There is a provision in the Representation of the People Act, 2023, to cancel the candidacy of an aspirant for lying under oath.
The Supreme Court in 2007 asked the EC to collect the wealth statements of candidates and make them public. The EC later incorporated a provision in the law to this effect.
At least 1,896 aspirants will run for parliament in the January 7 election from the country’s 300 constituencies. Over 1,500 of them are nominees of 27 political parties.
AL Advisory Council member Nooh-Ul-Alam Lenin said if there is a provision for recording the candidates’ wealth information, there should also be a provision for verifying it.

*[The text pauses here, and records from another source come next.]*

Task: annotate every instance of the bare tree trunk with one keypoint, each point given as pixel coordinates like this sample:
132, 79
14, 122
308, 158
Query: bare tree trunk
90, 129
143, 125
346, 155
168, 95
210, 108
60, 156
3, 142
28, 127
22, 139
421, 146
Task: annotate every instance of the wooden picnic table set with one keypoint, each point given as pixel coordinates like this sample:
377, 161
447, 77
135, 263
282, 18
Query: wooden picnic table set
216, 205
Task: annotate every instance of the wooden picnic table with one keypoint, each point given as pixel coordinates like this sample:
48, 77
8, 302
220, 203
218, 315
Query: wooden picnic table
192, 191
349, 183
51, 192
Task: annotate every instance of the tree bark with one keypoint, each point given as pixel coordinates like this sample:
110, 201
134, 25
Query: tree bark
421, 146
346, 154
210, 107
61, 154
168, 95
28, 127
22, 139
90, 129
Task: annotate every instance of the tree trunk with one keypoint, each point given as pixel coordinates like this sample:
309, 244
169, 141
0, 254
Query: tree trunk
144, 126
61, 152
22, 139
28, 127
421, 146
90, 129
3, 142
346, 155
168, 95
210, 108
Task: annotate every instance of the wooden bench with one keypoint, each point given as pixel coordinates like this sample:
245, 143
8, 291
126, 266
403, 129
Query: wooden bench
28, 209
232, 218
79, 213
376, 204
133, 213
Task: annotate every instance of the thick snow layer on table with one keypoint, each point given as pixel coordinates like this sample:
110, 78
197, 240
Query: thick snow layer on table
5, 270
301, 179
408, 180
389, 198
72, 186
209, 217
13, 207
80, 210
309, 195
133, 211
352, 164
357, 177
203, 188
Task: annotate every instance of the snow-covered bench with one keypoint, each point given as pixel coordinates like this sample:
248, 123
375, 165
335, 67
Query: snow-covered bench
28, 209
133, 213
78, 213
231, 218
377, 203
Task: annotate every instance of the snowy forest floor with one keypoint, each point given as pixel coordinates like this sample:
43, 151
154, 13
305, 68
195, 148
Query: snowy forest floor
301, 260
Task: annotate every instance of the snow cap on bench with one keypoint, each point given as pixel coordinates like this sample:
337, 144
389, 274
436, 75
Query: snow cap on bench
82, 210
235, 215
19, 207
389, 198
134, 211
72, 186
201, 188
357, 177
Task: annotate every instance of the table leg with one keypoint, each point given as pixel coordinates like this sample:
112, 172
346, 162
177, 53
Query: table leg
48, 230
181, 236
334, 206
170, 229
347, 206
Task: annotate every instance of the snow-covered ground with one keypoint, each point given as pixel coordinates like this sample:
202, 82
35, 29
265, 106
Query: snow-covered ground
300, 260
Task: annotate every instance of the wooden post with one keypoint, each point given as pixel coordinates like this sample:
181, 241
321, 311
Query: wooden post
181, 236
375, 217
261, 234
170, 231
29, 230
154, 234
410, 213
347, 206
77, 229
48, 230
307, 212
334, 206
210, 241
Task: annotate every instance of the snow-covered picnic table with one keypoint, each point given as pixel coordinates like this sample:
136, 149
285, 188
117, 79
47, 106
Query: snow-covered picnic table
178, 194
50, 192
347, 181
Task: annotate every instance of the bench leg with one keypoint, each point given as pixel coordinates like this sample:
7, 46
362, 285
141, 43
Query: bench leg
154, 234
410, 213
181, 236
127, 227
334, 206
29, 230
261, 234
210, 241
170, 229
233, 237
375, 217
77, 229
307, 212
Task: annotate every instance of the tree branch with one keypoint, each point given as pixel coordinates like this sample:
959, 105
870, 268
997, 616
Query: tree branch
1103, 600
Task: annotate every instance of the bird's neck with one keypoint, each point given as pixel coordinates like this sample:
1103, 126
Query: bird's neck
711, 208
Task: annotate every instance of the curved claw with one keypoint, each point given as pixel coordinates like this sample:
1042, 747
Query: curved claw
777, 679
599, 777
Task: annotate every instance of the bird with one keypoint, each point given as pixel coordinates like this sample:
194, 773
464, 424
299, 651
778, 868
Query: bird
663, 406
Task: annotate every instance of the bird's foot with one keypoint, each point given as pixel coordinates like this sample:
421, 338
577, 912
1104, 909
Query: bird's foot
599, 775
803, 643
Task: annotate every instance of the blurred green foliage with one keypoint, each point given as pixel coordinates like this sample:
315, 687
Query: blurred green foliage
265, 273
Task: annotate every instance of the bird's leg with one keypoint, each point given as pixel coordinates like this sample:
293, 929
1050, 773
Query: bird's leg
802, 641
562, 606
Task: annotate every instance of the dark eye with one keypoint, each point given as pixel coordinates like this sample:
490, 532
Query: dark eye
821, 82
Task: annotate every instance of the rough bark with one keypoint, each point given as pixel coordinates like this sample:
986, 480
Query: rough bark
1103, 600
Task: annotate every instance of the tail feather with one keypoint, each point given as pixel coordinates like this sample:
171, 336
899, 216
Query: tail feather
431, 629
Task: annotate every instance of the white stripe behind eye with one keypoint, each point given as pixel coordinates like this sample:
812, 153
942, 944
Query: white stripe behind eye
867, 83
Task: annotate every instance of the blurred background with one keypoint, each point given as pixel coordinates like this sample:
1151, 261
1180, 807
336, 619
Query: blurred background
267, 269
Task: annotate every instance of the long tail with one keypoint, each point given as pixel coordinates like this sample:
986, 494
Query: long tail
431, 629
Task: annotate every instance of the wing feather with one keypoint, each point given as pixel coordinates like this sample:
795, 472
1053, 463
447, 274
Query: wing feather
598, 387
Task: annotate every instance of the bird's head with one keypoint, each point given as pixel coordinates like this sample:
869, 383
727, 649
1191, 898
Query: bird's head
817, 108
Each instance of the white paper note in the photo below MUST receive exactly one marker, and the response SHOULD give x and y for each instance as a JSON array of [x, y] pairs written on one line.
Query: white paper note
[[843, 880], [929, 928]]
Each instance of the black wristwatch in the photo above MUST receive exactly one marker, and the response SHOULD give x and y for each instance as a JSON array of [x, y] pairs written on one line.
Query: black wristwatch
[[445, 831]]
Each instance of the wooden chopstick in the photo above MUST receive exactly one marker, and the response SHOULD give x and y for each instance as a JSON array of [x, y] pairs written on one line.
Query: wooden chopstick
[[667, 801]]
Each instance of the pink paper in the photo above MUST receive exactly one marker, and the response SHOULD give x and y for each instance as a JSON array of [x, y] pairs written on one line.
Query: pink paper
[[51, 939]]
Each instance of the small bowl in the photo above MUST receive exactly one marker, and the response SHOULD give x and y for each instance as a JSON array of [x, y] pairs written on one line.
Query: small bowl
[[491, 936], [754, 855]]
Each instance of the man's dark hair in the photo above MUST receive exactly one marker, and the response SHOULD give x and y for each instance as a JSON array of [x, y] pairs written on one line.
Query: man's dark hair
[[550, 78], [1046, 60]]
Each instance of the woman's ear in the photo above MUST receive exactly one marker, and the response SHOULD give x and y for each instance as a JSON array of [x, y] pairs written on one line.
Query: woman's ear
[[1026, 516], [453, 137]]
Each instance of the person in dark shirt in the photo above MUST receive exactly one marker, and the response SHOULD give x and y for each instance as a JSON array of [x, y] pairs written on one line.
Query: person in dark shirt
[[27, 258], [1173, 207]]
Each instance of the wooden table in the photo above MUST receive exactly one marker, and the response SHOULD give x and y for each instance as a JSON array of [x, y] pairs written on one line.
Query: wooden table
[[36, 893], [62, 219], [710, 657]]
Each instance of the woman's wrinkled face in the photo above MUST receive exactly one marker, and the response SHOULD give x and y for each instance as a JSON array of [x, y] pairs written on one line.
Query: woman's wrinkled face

“This might not be possible ahead of January 7. But those concerned should consider amending the law in the next parliament. This will increase people’s trust in wealth statements,” he said.
In Awami League’s 2008 election manifesto, one of the pledges was to “take effective steps against corruption”.
The manifesto reads, “Influential individuals have to disclose their annual wealth information. Stern steps will be taken to prevent and erase corruption… to wipe out graft, unearned money, defaulted loans, extortion, tender manipulation, and muscle power.”
In its 2014 election manifesto, the AL replaced the word Influential with “citizens of all tiers”.
“Accountability of citizens from all tiers regarding one’s wealth, income will be ensured,” it reads.
In the 2018 manifesto, the AL did not mention issues related to wealth.
AL lawmaker Saber Hossain Chowdhury in 2010 placed a bill on the Code of Conduct for Members of Parliament in the Jatiya Sangsad.
The bill was aimed at ensuring that lawmakers uphold high moral standards in and outside the House.
The UK, India, Canada, South Africa, and different other countries have codes of conduct for their MPs.
However, no step was taken to pass Saber’s bill.
Shujan Secretary Badiul said if Saber’s bill was passed, the MPs would have been required to disclose their wealth information every year.
Responding to a question regarding the allegations of unusual increase in the wealth of some AL nominees, the party’s General Secretary Obaidul Quader on December 12 said, “If the Anti-Corruption Commission does not raise questions, and the aspirant is allowed to participate in the polls, then you cannot call them corrupt.”
Rights activist and former adviser to a caretaker government Sultana Kamal said she is surprised at how the wealth of some candidates has increased.
“When I read the newspapers, I wonder if this is real… the wealth of some people has increased by 200 times, 300 times or 400 times,” she said, adding the candidates’ wealth information must be scrutinised.